Auch bei der umstrittenen Platzgestaltung der heute nicht mehr vorhandenen wasser-relief-landschaft (1981–1983) beim städtischen Krankenheim Witikon in Zürich arbeitete sie mit Beton, der zum Relief gefügt war. Rund zehn Jahre nach ihrer ersten geglückten Umsetzung nahm ihr grossmassstäbliches Relief diesmal den Boden im Aussenbereich eines Pflegeheimcafés ein. In Zusammenarbeit mit dem Zürcher Architekten Frank Krayenbühl legte Yoshikawa der Bodengestaltung, die aus 1400 gleichförmig längsrechteckigen, industriell hergestellten Betonplatten aufgebaut ist, eine Trapezform sowie eine erhöhte Sockelzone zugrunde. Darauf schichtete sie die Grundeinheit der Betonplatte, und dies über drei, wechselseitig zueinander gestellte, gleichschenklige Dreieckszonen hinweg verteilt. Den drei daraus hervorgehenden terrassierten Hügeln oder Inseln wohnten künstliche Wasserquellen inne. Dabei schwebte Yoshikawa einerseits vor, dass das Wasser von den Inselspitzen ruhig über die rechteckigen Platten auf die ihre Umwelt gebrochen spiegelnde Teichoberfläche rinnt. Andererseits bezog die Künstlerin einmal mehr die Veränderung über die Zeit als integralen Bestandteil ihrer Arbeit ein. Nach und nach auf der Betonunterlage ansetzende Algen und Moose sollten im Idealfall durch ihr wucherndes Eigenleben innerhalb des Wasserspiels menschliche Gestaltung ebenso ergänzen wie verfremden: «Das Moos wird die strenge geometrische Form der Relieflandschaft organisch einkleiden. Es muss als Schönheitsfaktor betrachtet und entsprechend gepflegt werden.» In diesem Fall stellte sich die von Yoshikawa in die Planung miteinbezogene Komponente aber tatsächlich als unberechenbar heraus. Entgegen Yoshikawas Intention wurde die Relieflandschaft regelmässig vom Moos befreit. Deshalb liess sich der springende Punkt im aufgeworfenen Spannungsverhältnis zweier überlagerter Strukturen nicht weiter konkretisieren. Im Rückblick tritt in der Wahrnehmung und Wertschätzung von Moos als integralem Bestandteil und ästhetischer Komponente höchstens das Spannungsverhältnis unterschiedlicher Kulturen zutage.
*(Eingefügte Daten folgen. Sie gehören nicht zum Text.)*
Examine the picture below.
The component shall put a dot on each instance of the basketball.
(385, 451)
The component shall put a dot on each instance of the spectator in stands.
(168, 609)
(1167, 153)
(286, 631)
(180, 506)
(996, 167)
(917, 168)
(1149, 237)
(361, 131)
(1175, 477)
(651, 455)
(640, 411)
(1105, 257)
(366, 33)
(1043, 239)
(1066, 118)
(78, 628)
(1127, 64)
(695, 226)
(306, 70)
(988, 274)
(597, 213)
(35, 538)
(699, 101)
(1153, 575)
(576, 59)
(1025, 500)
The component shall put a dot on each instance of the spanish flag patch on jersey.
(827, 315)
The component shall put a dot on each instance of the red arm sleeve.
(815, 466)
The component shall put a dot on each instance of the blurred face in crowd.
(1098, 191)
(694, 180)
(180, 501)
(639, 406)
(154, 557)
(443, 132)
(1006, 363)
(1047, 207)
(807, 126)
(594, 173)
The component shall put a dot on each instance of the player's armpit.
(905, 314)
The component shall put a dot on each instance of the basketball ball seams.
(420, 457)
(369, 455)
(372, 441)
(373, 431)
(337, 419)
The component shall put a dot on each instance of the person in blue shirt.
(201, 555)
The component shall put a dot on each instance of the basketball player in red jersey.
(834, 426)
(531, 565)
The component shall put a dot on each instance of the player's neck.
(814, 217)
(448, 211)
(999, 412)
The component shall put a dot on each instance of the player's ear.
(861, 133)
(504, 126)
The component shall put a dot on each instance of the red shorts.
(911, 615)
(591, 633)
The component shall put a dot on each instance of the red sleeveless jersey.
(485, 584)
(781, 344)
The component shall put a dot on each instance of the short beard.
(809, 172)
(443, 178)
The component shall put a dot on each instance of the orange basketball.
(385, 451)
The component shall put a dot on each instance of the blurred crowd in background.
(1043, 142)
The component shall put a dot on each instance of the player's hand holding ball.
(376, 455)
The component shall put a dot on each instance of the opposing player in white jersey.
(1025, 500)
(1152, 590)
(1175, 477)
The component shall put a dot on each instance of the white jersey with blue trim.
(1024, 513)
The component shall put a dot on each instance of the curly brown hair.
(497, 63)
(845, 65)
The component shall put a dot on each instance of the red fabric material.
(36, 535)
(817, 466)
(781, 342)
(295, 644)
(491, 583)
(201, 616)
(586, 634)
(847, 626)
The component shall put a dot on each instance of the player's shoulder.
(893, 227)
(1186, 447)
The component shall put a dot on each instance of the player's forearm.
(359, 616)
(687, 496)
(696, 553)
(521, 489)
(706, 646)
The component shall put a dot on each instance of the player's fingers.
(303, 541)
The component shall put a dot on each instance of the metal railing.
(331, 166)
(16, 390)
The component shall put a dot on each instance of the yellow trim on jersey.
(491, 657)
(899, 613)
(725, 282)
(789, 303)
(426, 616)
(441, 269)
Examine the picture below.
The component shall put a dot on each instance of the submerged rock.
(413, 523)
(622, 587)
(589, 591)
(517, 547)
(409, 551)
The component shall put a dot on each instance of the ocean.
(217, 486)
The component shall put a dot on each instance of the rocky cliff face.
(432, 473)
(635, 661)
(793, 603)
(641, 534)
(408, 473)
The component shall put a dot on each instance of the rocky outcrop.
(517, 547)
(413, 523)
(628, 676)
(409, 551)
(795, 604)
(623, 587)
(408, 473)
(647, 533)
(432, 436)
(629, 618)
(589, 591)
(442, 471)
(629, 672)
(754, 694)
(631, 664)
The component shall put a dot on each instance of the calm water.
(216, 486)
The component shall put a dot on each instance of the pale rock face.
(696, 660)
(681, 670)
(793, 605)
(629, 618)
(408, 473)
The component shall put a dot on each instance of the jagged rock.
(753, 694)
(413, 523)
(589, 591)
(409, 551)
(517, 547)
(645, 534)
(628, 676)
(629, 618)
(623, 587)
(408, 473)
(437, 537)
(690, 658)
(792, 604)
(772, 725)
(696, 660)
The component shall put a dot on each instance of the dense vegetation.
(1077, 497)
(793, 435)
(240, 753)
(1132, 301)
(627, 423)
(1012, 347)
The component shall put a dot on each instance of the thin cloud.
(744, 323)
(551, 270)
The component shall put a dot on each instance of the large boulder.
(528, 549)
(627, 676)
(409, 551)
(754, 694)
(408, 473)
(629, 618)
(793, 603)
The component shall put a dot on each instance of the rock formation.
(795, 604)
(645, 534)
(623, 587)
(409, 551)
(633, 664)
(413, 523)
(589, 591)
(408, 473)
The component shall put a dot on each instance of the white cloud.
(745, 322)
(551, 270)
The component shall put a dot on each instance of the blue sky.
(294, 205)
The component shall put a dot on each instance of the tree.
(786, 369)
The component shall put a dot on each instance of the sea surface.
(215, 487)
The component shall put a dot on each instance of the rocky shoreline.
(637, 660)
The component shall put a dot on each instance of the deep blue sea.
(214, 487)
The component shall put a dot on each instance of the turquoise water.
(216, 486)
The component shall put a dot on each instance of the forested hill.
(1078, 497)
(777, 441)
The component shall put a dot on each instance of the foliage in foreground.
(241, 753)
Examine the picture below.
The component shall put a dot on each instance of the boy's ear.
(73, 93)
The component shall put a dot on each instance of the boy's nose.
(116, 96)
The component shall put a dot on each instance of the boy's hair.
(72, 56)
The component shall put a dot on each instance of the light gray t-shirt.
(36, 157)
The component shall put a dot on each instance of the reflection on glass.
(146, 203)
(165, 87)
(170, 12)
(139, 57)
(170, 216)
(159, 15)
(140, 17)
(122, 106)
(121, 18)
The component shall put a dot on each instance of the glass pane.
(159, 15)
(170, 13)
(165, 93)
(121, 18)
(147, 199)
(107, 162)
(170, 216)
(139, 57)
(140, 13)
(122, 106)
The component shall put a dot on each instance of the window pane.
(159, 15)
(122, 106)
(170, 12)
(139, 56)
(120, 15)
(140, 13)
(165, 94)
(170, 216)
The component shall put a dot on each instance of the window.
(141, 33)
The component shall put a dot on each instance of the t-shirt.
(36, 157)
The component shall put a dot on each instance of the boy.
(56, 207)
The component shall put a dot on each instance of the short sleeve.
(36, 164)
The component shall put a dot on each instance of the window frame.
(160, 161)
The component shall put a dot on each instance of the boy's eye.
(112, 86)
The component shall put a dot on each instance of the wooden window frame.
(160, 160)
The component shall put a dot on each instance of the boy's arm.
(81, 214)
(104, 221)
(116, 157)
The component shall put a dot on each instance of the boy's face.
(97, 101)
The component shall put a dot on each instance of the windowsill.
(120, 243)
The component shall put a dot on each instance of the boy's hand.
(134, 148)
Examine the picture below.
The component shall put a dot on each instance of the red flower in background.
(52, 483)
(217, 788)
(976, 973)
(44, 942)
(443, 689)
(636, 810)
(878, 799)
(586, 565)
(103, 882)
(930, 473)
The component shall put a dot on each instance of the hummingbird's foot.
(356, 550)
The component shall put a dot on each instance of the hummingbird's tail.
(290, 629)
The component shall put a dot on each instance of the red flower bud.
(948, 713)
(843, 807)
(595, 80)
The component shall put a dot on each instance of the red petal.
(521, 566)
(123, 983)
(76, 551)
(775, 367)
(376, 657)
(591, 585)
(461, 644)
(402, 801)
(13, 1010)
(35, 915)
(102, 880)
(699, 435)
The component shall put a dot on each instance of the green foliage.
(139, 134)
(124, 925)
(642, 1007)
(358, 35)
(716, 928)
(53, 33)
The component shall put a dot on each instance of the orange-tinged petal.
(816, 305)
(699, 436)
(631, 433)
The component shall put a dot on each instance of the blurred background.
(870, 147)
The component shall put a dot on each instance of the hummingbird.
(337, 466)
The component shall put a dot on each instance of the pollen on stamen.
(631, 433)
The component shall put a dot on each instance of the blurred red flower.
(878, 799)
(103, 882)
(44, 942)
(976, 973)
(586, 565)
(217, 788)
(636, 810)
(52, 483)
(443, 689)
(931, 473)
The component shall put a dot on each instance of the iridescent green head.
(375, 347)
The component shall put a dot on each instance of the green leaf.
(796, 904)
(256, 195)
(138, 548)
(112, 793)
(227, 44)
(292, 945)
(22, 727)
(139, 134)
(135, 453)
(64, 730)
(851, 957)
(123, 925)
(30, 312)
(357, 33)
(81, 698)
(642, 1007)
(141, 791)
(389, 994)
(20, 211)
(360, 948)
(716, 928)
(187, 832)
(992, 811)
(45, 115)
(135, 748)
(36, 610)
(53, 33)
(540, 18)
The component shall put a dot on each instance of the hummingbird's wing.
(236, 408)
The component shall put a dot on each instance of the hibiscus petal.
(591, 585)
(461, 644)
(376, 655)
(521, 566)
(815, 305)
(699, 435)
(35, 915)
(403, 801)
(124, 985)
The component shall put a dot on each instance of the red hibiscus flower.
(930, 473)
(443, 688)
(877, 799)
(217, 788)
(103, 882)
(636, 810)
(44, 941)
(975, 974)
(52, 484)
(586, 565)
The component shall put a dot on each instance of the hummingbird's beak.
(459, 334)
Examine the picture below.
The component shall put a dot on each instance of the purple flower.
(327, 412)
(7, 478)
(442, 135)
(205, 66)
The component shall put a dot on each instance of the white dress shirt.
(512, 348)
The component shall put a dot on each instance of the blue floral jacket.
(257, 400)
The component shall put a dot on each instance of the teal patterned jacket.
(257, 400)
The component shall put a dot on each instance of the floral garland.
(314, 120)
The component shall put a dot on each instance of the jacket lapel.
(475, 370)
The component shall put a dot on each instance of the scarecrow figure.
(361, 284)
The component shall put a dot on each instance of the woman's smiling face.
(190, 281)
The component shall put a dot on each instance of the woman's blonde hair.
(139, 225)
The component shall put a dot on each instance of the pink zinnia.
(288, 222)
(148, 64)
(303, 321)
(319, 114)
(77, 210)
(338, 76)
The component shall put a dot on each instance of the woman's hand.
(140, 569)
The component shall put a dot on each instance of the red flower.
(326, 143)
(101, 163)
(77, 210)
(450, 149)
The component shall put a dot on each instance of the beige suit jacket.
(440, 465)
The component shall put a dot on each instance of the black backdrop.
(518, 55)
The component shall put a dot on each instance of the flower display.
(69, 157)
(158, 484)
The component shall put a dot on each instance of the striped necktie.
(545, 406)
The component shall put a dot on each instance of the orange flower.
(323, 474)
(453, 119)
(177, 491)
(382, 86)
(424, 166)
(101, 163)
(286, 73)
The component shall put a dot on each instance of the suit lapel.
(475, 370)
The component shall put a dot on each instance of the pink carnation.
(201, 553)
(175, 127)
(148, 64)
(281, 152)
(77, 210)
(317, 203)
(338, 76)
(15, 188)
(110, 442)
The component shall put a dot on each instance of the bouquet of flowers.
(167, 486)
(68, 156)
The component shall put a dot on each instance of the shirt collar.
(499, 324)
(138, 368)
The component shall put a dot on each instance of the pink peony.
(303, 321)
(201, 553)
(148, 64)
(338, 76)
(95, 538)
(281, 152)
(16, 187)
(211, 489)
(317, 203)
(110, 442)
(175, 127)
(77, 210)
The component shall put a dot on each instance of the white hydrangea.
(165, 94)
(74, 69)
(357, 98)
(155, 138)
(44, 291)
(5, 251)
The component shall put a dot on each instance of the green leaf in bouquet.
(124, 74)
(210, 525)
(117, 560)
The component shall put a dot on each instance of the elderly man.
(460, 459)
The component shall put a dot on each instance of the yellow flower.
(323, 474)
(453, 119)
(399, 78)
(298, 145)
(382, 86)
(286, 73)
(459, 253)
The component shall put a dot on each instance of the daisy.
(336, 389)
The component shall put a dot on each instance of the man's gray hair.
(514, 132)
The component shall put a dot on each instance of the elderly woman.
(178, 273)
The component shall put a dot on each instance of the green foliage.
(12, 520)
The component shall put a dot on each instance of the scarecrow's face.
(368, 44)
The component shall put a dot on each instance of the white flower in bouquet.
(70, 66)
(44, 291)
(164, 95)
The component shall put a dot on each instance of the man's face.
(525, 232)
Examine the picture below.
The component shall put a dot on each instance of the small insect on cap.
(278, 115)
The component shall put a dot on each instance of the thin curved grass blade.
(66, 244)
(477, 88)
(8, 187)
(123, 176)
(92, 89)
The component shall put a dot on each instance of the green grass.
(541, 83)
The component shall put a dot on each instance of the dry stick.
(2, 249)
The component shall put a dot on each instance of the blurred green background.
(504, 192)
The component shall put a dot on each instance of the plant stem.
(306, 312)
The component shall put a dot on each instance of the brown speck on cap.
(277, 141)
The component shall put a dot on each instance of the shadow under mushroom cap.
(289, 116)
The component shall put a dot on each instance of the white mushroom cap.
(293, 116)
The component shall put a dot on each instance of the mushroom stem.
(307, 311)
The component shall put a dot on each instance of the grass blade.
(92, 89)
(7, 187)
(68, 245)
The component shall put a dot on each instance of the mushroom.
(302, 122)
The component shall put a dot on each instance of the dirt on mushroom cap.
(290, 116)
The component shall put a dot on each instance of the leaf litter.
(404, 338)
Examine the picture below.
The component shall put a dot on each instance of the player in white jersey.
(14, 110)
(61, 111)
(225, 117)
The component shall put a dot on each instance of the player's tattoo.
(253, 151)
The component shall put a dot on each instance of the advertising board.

Das für den öffentlichen Auftraggeber Stadt Zürich in Witikon realisierte Wasser-Landschafts-Relief muss insbesondere in Zusammenhang mit Yoshikawas früheren Projektvorschlägen im Rahmen der VI. Biennale d’Arte Contemporanea San Martino di Lupari, Padua, 1981 gedacht werden. Unter dem damaligen Ausstellungsmotto «Arte e architettura, poli di ricerca geometrica» [Kunst und Architektur, Pole der geometrischen Forschung] präsentierte die Künstlerin gleich zwei Gemeinschaftsprojekte: Zum einen Modell und Pläne einer als Gesamtkunstwerk angelegten Wohnhaus- und Gartensituation in Zusammenarbeit mit dem in Zürich tätigen Architekten und Alvar Aalto-Schüler, Karl Fleig. Zum anderen den Vorschlag eines teilüberdachten öffentlichen Schwimmbassins als Farbfotocollage auf Schwarz- Weiss-Fotopapier in Zusammenarbeit mit dem Tokioter Architekten Yuzuru Tominaga. Zur Eingabe ihres Vorschlags für ein Einfamilienhaus mit Garten über mehrfach ineinander geschobenen, quadratischen Grundflächen und Gitterstruktur hielt sie 1981 fest: «Gerade jetzt, […] wo die Zivilisation und unser Lebensraum mehr und mehr technokratisch wird, ist es wichtig, dass die Kunst eine neue Bedeutung bekommt und einen entscheidenden Gehalt für den menschlichen Geist zur Verfügung stellt. Um erfolgreich zu sein, muss ein solch soziales und kulturelles Projekt […] gemeinschaftlich und in Zusammenarbeit gesucht und definiert werden.»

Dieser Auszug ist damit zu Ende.